According to them, this operation will “encourage dirty money laundering and provide a breeding ground for tax fraud and swindling.” The three commission members are also concerned about the impact that this measure will have on landlords. Such a project “can only arouse suspicion” and risks compromising “the disbursements of the major institutions,” they say.

The delicate exercise of the BEAC’s ad hoc committee

According to our information, the BEAC set up an ad hoc committee to work on the new monetary framework established in the CAR. Convened by the BEAC’s governor, Chad’s Abbas Mahamat Tolli, this committee had to deliver its conclusions by 2 May.

This is a delicate exercise, as not everyone agrees with Bangui’s decision. A senior financial official in Equatorial Guinea points out the “panic” that has been caused by the financial sanctions against Mali and Russia, notably that access to the Central Bank of West African States has been restricted and foreign currency reserves have been confiscated.

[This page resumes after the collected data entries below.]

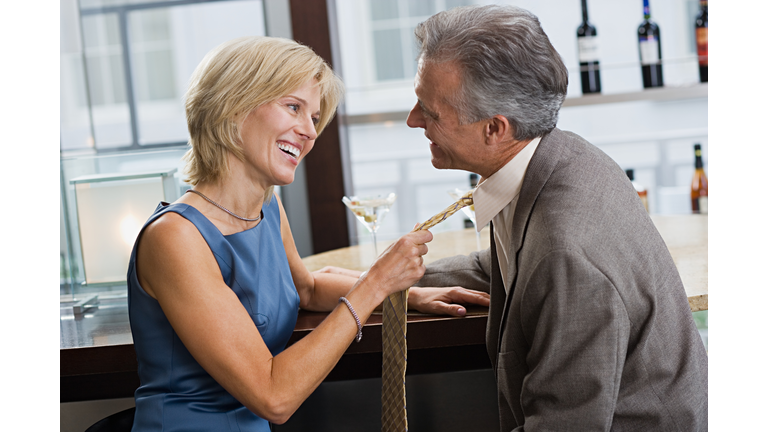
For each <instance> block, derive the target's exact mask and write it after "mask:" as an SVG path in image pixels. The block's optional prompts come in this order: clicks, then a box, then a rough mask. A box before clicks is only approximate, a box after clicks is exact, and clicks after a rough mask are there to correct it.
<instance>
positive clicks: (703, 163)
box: [691, 144, 709, 214]
mask: <svg viewBox="0 0 768 432" xmlns="http://www.w3.org/2000/svg"><path fill="white" fill-rule="evenodd" d="M693 152H694V155H695V156H696V159H695V168H696V171H694V172H693V182H691V210H693V212H694V213H701V214H707V207H708V206H707V199H708V198H709V182H708V181H707V174H706V173H704V163H703V162H702V160H701V144H694V145H693Z"/></svg>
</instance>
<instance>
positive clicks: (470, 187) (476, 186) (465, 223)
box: [464, 173, 480, 228]
mask: <svg viewBox="0 0 768 432" xmlns="http://www.w3.org/2000/svg"><path fill="white" fill-rule="evenodd" d="M479 178H480V176H478V175H477V174H475V173H470V174H469V187H470V188H472V189H474V188H476V187H477V182H478V179H479ZM472 211H475V206H474V205H472ZM474 227H475V224H474V222H472V220H471V219H469V218H464V228H474Z"/></svg>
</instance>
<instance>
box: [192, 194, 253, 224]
mask: <svg viewBox="0 0 768 432" xmlns="http://www.w3.org/2000/svg"><path fill="white" fill-rule="evenodd" d="M187 192H192V193H194V194H197V195H200V196H201V197H203V199H204V200H206V201H208V202H209V203H211V204H213V205H215V206H216V207H218V208H220V209H222V210H224V211H225V212H227V213H229V214H230V215H232V216H234V217H236V218H238V219H240V220H244V221H246V222H258V221H259V220H260V219H261V215H258V216H256V218H255V219H248V218H244V217H242V216H238V215H236V214H234V213H232V212H231V211H229V210H228V209H227V208H226V207H224V206H223V205H221V204H219V203H217V202H214V201H213V200H212V199H210V198H208V197H207V196H205V195H203V194H202V193H200V192H198V191H196V190H194V189H187Z"/></svg>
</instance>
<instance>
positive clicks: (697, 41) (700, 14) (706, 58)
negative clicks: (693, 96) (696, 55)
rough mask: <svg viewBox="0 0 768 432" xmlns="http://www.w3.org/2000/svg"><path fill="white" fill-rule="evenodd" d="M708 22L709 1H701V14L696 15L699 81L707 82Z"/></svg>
mask: <svg viewBox="0 0 768 432" xmlns="http://www.w3.org/2000/svg"><path fill="white" fill-rule="evenodd" d="M708 21H709V14H708V12H707V1H706V0H701V1H700V2H699V14H698V15H696V25H695V28H696V52H697V54H698V56H699V81H701V82H707V67H708V65H709V61H708V57H709V56H708V52H709V49H708V46H709V44H708V40H709V35H708V31H707V30H708V29H707V27H708Z"/></svg>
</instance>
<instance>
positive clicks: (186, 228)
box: [142, 211, 199, 243]
mask: <svg viewBox="0 0 768 432" xmlns="http://www.w3.org/2000/svg"><path fill="white" fill-rule="evenodd" d="M196 235H199V231H198V229H197V227H196V226H195V224H194V223H192V222H191V221H190V220H189V219H187V218H185V217H184V216H182V215H181V214H179V213H177V212H176V211H166V212H164V213H163V214H161V215H159V216H158V217H157V218H156V219H155V220H153V221H151V222H149V223H148V224H147V226H146V227H145V228H144V232H143V233H142V242H144V241H145V240H149V241H150V242H151V243H155V242H167V241H170V242H184V240H185V239H189V238H190V237H194V236H196Z"/></svg>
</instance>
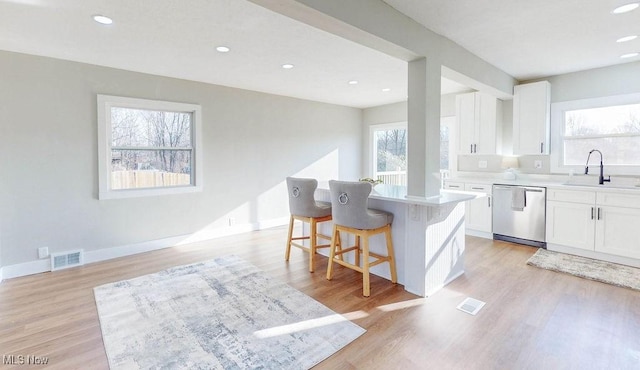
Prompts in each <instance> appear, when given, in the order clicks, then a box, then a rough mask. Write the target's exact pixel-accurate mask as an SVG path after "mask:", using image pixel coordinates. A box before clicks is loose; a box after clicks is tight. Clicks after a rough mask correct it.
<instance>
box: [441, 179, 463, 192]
mask: <svg viewBox="0 0 640 370" xmlns="http://www.w3.org/2000/svg"><path fill="white" fill-rule="evenodd" d="M444 188H445V189H449V190H464V182H457V181H450V180H445V181H444Z"/></svg>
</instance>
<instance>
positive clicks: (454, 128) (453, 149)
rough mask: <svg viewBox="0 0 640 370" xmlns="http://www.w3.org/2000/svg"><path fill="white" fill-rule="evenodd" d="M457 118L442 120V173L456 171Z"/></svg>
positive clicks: (448, 118)
mask: <svg viewBox="0 0 640 370" xmlns="http://www.w3.org/2000/svg"><path fill="white" fill-rule="evenodd" d="M457 146H458V145H457V141H456V117H455V116H450V117H442V118H441V119H440V172H449V171H455V170H456V168H457V163H458V158H457V155H456V154H457V153H456V148H457Z"/></svg>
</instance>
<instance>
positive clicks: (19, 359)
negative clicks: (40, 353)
mask: <svg viewBox="0 0 640 370" xmlns="http://www.w3.org/2000/svg"><path fill="white" fill-rule="evenodd" d="M48 363H49V357H46V356H34V355H2V364H3V365H46V364H48Z"/></svg>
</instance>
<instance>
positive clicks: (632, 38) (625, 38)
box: [616, 35, 638, 42]
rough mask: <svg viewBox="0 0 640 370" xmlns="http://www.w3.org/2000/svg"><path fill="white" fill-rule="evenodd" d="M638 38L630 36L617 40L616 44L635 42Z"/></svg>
mask: <svg viewBox="0 0 640 370" xmlns="http://www.w3.org/2000/svg"><path fill="white" fill-rule="evenodd" d="M637 38H638V36H636V35H629V36H625V37H621V38H619V39H617V40H616V42H627V41H631V40H635V39H637Z"/></svg>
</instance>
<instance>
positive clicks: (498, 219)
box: [493, 184, 547, 248]
mask: <svg viewBox="0 0 640 370" xmlns="http://www.w3.org/2000/svg"><path fill="white" fill-rule="evenodd" d="M546 198H547V189H546V188H543V187H538V186H518V185H501V184H496V185H493V238H494V239H498V240H506V241H509V242H514V243H520V244H527V245H532V246H534V247H542V248H546V245H547V244H546V243H545V222H546V213H547V212H546Z"/></svg>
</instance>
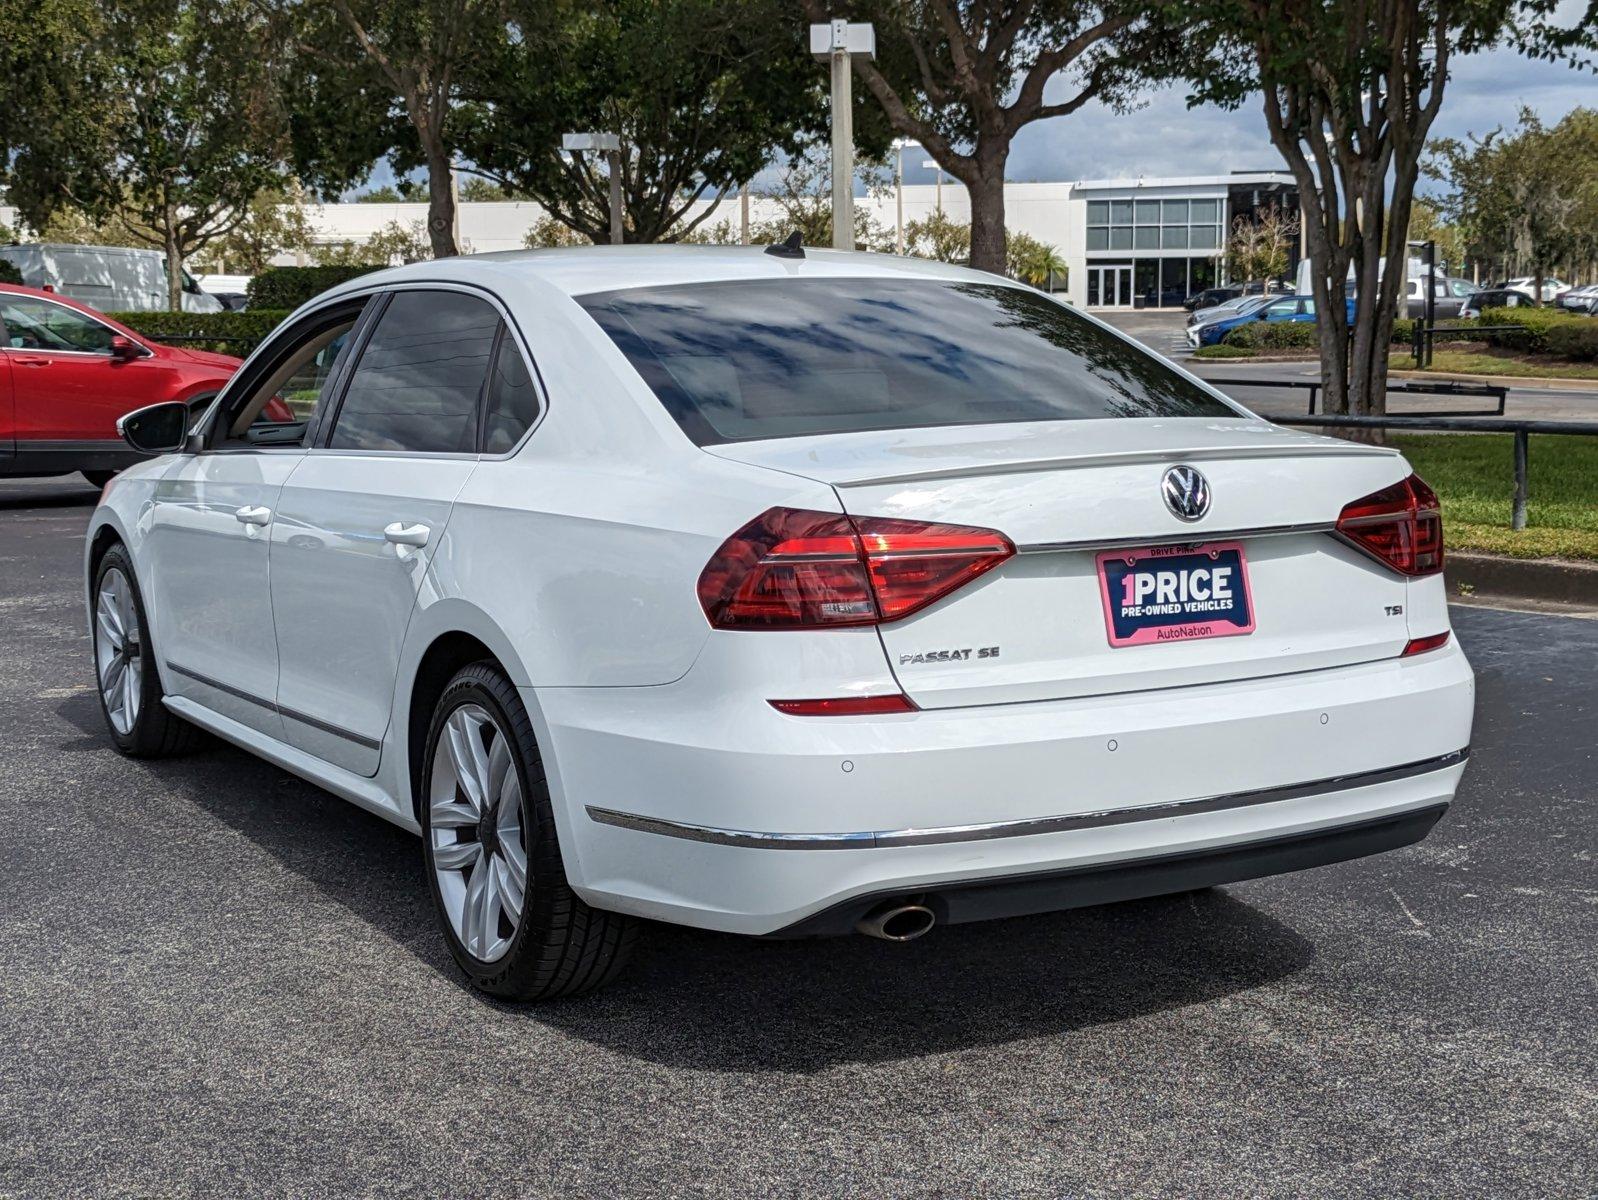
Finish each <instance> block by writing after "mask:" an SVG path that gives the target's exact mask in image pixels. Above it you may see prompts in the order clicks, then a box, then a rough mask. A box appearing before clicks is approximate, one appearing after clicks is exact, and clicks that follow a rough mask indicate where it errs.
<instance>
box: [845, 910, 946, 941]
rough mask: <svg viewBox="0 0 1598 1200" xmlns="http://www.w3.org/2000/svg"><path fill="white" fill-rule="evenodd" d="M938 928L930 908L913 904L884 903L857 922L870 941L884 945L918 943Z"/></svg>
mask: <svg viewBox="0 0 1598 1200" xmlns="http://www.w3.org/2000/svg"><path fill="white" fill-rule="evenodd" d="M936 924H938V917H936V916H935V914H933V911H932V909H930V908H927V906H925V904H920V903H917V901H914V900H884V901H882V903H880V904H877V906H876V908H873V909H871V911H869V912H866V916H863V917H861V919H860V920H857V922H855V928H857V930H860V932H861V933H865V935H866V936H868V938H880V940H882V941H916V938H919V936H920V935H922V933H927V932H928V930H930V928H932V927H933V925H936Z"/></svg>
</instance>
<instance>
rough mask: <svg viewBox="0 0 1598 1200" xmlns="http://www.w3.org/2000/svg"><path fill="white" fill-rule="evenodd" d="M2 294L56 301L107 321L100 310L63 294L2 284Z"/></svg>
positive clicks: (91, 315) (10, 284) (12, 295)
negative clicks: (35, 296) (88, 313)
mask: <svg viewBox="0 0 1598 1200" xmlns="http://www.w3.org/2000/svg"><path fill="white" fill-rule="evenodd" d="M0 292H5V294H8V296H37V297H38V299H42V300H54V302H56V304H64V305H66V307H67V308H77V310H78V312H83V313H89V315H91V316H99V318H102V320H105V313H102V312H101V310H99V308H91V307H89V305H86V304H83V302H81V300H74V299H72V297H70V296H62V294H61V292H48V291H45V289H43V288H26V286H22V284H21V283H0Z"/></svg>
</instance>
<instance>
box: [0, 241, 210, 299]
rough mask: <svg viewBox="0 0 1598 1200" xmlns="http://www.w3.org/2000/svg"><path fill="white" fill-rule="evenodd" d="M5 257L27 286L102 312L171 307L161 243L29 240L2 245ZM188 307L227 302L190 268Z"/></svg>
mask: <svg viewBox="0 0 1598 1200" xmlns="http://www.w3.org/2000/svg"><path fill="white" fill-rule="evenodd" d="M0 260H5V262H10V264H11V265H14V267H16V268H18V270H19V272H21V273H22V283H24V284H26V286H29V288H43V289H46V291H53V292H59V294H62V296H66V297H67V299H70V300H77V302H78V304H86V305H89V307H91V308H99V310H101V312H102V313H104V312H113V313H115V312H160V310H163V308H166V256H165V254H161V252H160V251H158V249H133V248H126V246H69V244H56V243H29V244H16V246H0ZM184 312H185V313H219V312H222V302H221V300H217V299H216V297H214V296H206V294H205V292H203V291H200V284H198V283H195V281H193V276H190V275H189V272H184Z"/></svg>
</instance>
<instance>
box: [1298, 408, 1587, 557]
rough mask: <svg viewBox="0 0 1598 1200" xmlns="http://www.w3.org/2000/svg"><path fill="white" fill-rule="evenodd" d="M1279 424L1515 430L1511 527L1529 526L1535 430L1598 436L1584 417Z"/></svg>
mask: <svg viewBox="0 0 1598 1200" xmlns="http://www.w3.org/2000/svg"><path fill="white" fill-rule="evenodd" d="M1272 420H1275V422H1277V423H1280V425H1328V427H1331V428H1354V430H1440V431H1443V433H1513V435H1515V503H1513V507H1512V510H1510V521H1509V526H1510V529H1524V527H1526V497H1528V492H1529V484H1528V462H1529V457H1531V435H1532V433H1560V435H1577V436H1587V438H1592V436H1598V423H1595V422H1585V420H1513V419H1507V417H1505V419H1499V417H1440V415H1417V417H1338V415H1331V417H1328V415H1318V417H1310V415H1304V417H1272Z"/></svg>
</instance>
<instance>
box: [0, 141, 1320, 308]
mask: <svg viewBox="0 0 1598 1200" xmlns="http://www.w3.org/2000/svg"><path fill="white" fill-rule="evenodd" d="M855 203H857V206H860V208H865V209H866V211H869V213H871V214H873V217H874V219H876V222H877V225H879V227H882V228H885V230H888V232H892V230H893V228H895V224H896V221H898V197H896V195H895V190H893V189H892V187H890V189H888V190H887V192H884V193H879V195H874V197H863V198H858V200H857V201H855ZM940 203H941V205H943V209H944V213H946V214H948V216H949V217H951V219H954V221H959V222H968V221H970V201H968V198H967V193H965V187H964V185H960V184H957V182H954V181H946V182H944V184H943V187H941V189H938V187H936V185H933V184H917V185H911V187H904V189H903V213H904V222H906V224H909V222H911V221H919V219H922V217H925V216H928V214H932V213H933V211H935V209H936V208H938V205H940ZM1262 205H1282V206H1286V208H1290V211H1294V213H1296V211H1298V189H1296V185H1294V182H1293V176H1290V174H1286V173H1285V171H1246V173H1235V174H1224V176H1184V177H1152V176H1139V177H1135V179H1083V181H1077V182H1056V184H1007V185H1005V224H1007V227H1008V228H1012V230H1021V232H1024V233H1029V235H1031V236H1034V238H1039V240H1040V241H1045V243H1048V244H1051V246H1055V248H1056V249H1058V251H1059V254H1061V257H1063V259H1064V260H1066V265H1067V278H1066V283H1064V286H1061V288H1058V291H1059V292H1061V294H1063V296H1066V297H1067V299H1069V300H1071V302H1072V304H1077V305H1082V307H1090V308H1131V307H1170V305H1176V304H1181V302H1183V300H1184V299H1186V297H1187V296H1191V294H1192V292H1197V291H1202V289H1203V288H1208V286H1213V284H1216V283H1224V281H1226V267H1224V256H1226V251H1224V246H1226V235H1227V230H1229V228H1230V225H1232V221H1234V219H1235V217H1238V216H1248V214H1250V213H1253V211H1254V209H1258V208H1261V206H1262ZM749 209H751V221H754V222H762V221H772V219H775V217H778V216H780V214H778V211H777V206H775V205H773V203H772V201H769V200H762V198H759V197H753V198H751V201H749ZM543 216H545V214H543V209H542V208H540V206H539V205H532V203H513V201H502V203H462V205H460V216H459V222H460V232H459V238H460V244H462V249H463V251H465V252H468V254H486V252H491V251H502V249H521V248H523V244H524V243H526V236H527V232H529V230H531V228H532V227H534V225H535V224H537V222H539V221H540V219H542V217H543ZM308 217H310V224H312V225H313V227H315V228H316V241H321V243H329V244H331V243H347V241H348V243H361V241H366V240H369V238H371V236H372V235H374V233H377V232H379V230H382V228H387V227H390V225H395V224H398V225H401V227H404V228H409V230H415V232H417V233H420V232H422V230H425V224H427V205H366V203H344V205H313V206H310V209H308ZM3 219H5V213H3V211H0V221H3ZM722 221H727V222H730V228H732V230H733V236H737V233H738V228H740V205H738V197H737V195H729V197H725V198H724V200H722V201H721V205H719V206H718V209H716V213H714V216H711V217H710V219H708V221H706V222H705V225H703V228H710V227H714V225H719V224H721V222H722ZM1291 257H1293V262H1296V260H1298V248H1296V246H1294V248H1293V256H1291ZM296 260H300V262H305V260H307V259H305V256H304V254H300V256H296V254H284V256H280V257H278V262H280V264H281V265H291V264H294V262H296ZM1290 275H1291V268H1290Z"/></svg>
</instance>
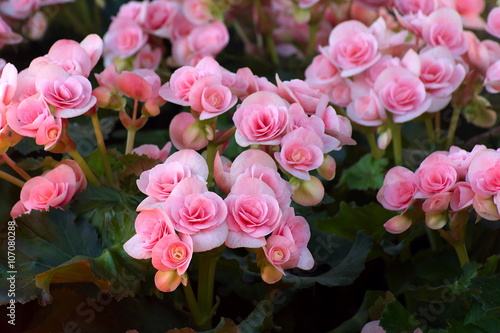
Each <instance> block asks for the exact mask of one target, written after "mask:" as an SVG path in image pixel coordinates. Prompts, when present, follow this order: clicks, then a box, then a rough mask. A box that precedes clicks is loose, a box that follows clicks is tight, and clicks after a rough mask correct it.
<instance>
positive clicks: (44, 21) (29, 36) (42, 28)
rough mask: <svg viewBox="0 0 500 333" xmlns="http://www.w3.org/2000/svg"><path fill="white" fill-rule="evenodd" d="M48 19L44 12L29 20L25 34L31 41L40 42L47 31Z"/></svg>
mask: <svg viewBox="0 0 500 333" xmlns="http://www.w3.org/2000/svg"><path fill="white" fill-rule="evenodd" d="M47 27H48V22H47V18H45V15H44V14H43V13H42V12H36V13H35V15H33V16H31V17H29V18H28V22H26V24H25V25H24V26H23V28H22V32H23V34H24V35H25V36H26V37H28V38H29V39H31V40H40V39H42V38H43V36H44V35H45V32H46V31H47Z"/></svg>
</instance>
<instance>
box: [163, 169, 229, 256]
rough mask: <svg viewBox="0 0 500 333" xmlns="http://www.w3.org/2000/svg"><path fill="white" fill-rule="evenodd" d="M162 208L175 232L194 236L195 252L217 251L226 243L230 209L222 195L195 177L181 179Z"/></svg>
mask: <svg viewBox="0 0 500 333" xmlns="http://www.w3.org/2000/svg"><path fill="white" fill-rule="evenodd" d="M163 209H164V210H165V212H166V213H167V215H168V216H169V217H170V219H171V220H172V222H173V223H174V228H175V230H177V231H178V232H181V233H183V234H187V235H190V236H191V238H192V240H193V251H194V252H204V251H208V250H211V249H214V248H216V247H218V246H221V245H222V244H224V242H225V241H226V238H227V233H228V228H227V224H226V223H225V221H226V216H227V206H226V204H225V203H224V201H223V200H222V198H221V197H220V196H218V195H217V194H215V193H214V192H209V191H208V189H207V186H206V185H205V182H204V181H202V180H200V179H198V178H195V177H190V178H184V179H183V180H181V181H180V182H179V183H178V184H177V186H176V187H175V188H174V189H173V190H172V193H171V194H170V196H169V197H168V199H167V200H166V201H165V203H164V204H163Z"/></svg>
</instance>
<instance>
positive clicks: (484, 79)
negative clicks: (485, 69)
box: [484, 60, 500, 94]
mask: <svg viewBox="0 0 500 333" xmlns="http://www.w3.org/2000/svg"><path fill="white" fill-rule="evenodd" d="M484 87H485V89H486V91H488V92H489V93H492V94H496V93H499V92H500V60H497V61H496V62H495V63H494V64H493V65H491V66H490V67H488V70H487V71H486V77H485V78H484Z"/></svg>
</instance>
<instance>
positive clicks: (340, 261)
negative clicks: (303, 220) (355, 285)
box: [283, 229, 373, 288]
mask: <svg viewBox="0 0 500 333" xmlns="http://www.w3.org/2000/svg"><path fill="white" fill-rule="evenodd" d="M372 244H373V242H372V238H371V237H370V236H367V235H365V234H363V233H358V234H357V236H356V238H355V240H354V241H350V240H347V239H345V238H341V237H338V236H335V235H332V234H326V233H322V232H319V231H317V230H314V229H313V230H312V235H311V240H310V241H309V245H308V248H309V250H310V251H311V253H312V255H313V257H314V259H315V260H316V264H315V266H314V267H313V269H311V270H309V271H303V270H300V269H292V270H290V271H288V273H287V274H286V275H285V276H284V277H283V281H284V282H289V283H293V284H294V285H295V286H296V287H298V288H304V287H309V286H311V285H312V284H314V283H319V284H322V285H325V286H345V285H348V284H351V283H353V282H354V280H356V278H357V277H358V275H359V274H360V273H361V272H362V271H363V269H364V267H365V259H366V257H367V256H368V254H369V253H370V251H371V247H372Z"/></svg>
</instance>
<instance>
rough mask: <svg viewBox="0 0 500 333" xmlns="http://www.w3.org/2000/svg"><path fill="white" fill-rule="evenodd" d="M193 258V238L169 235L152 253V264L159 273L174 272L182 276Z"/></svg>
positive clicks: (151, 261) (174, 234)
mask: <svg viewBox="0 0 500 333" xmlns="http://www.w3.org/2000/svg"><path fill="white" fill-rule="evenodd" d="M192 257H193V241H192V239H191V236H189V235H184V234H181V235H180V236H178V235H177V234H175V233H174V234H169V235H165V236H163V237H162V238H161V239H160V240H159V241H158V242H156V244H155V246H154V247H153V250H152V252H151V258H152V260H151V263H152V264H153V267H154V268H156V269H157V270H159V271H162V272H166V271H173V270H176V271H177V274H179V275H182V274H184V273H185V272H186V270H187V269H188V267H189V264H190V263H191V259H192Z"/></svg>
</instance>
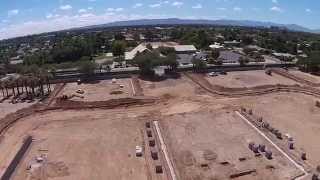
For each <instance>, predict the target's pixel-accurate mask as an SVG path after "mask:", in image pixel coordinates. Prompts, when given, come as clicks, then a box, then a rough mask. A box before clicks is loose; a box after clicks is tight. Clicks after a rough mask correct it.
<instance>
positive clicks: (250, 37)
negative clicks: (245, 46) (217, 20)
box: [241, 35, 253, 45]
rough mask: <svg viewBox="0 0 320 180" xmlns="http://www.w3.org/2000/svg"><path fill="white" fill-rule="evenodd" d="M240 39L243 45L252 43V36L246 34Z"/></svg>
mask: <svg viewBox="0 0 320 180" xmlns="http://www.w3.org/2000/svg"><path fill="white" fill-rule="evenodd" d="M241 40H242V41H241V42H242V44H244V45H250V44H252V43H253V38H252V37H250V36H248V35H245V36H243V37H242V38H241Z"/></svg>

“Any responsible government must prepare for the worst. We no longer trust that Westerners will even respect international rules. A leader takes such and such a contested decision, and any citizen of the country in question can have his assets confiscated? Without respect for any rules, not even diplomatic protections? The CAR is not wrong to take the lead. These are protective decisions, parades, palliatives,” says this source. However, the Central African leaders should have “informed the authorities of the sub-region and partners, including France,” she adds.

Severe reactions, towards exemplary sanctions?

“This law carries within it all the seeds needed to destroy the monetary, banking and financial system of the CEMAC, which was built on a single currency, as we know it,” says a legal analyst at the Central Bank.

On the Western side, the reaction is severe. “We have taken note of the enactment on 22 April of a law regulating cryptocurrencies in the CAR,” a European Commission spokesperson told us. “The European Union is awaiting clarification on the proposed implementation modalities, as well as on the implications for the Cemac monetary union, including the Umac convention. Our delegation is in regular contact with the country’s authorities, as well as with our main partners and the CEMAC institutions,” added the European official. The latter reiterates, however, that “the restrictive measures with regard to the situation in the CAR, which include (among other things) a freeze on assets and a ban on making funds available to persons and entities on the sanctions list,” remain in force.

“Crypto assets and in particular cryptocurrencies are covered by these sanctions. Circumventing EU sanctions by using crypto assets is not allowed,” it concludes. Duly noted.


From Bangui to Silicon Valley

Although the bill has only recently been submitted to the National Assembly, according to an institutional source close to the matter, the initiative has been “secretly managed” for the past 10 months by the major works and investment unit of the Central African presidency, which is headed by minister advisor Pascal Bida Koyagbele. The latter has travelled twice – in September 2021 and February 2022 – to Silicon Valley, in the US, “to meet with blockchain leaders.” Koyagbele then presented the project to the CAR’s President Faustin Archange Touadera. After validating it, Touadera tasked Justin Gourna Zacko, minister of posts and telecommunications, with defending the project in front of parliament members.

The law on cryptocurrencies is expected to allow Bangui to bypass the traditional circuit of fund transfers and thus claim direct budgetary support from Russia without transiting through control institutions. According to a source close to the presidency, who requested anonymity, “this tool will make life easier for Central Africans. This solution will not charge for instant transfers and so will help the government save money.” The same source concluded, “many think the Russians are behind it. But this is not the case. The CAR can make its own decisions. We have the capacity to surprise the powers that continue to undermine us.”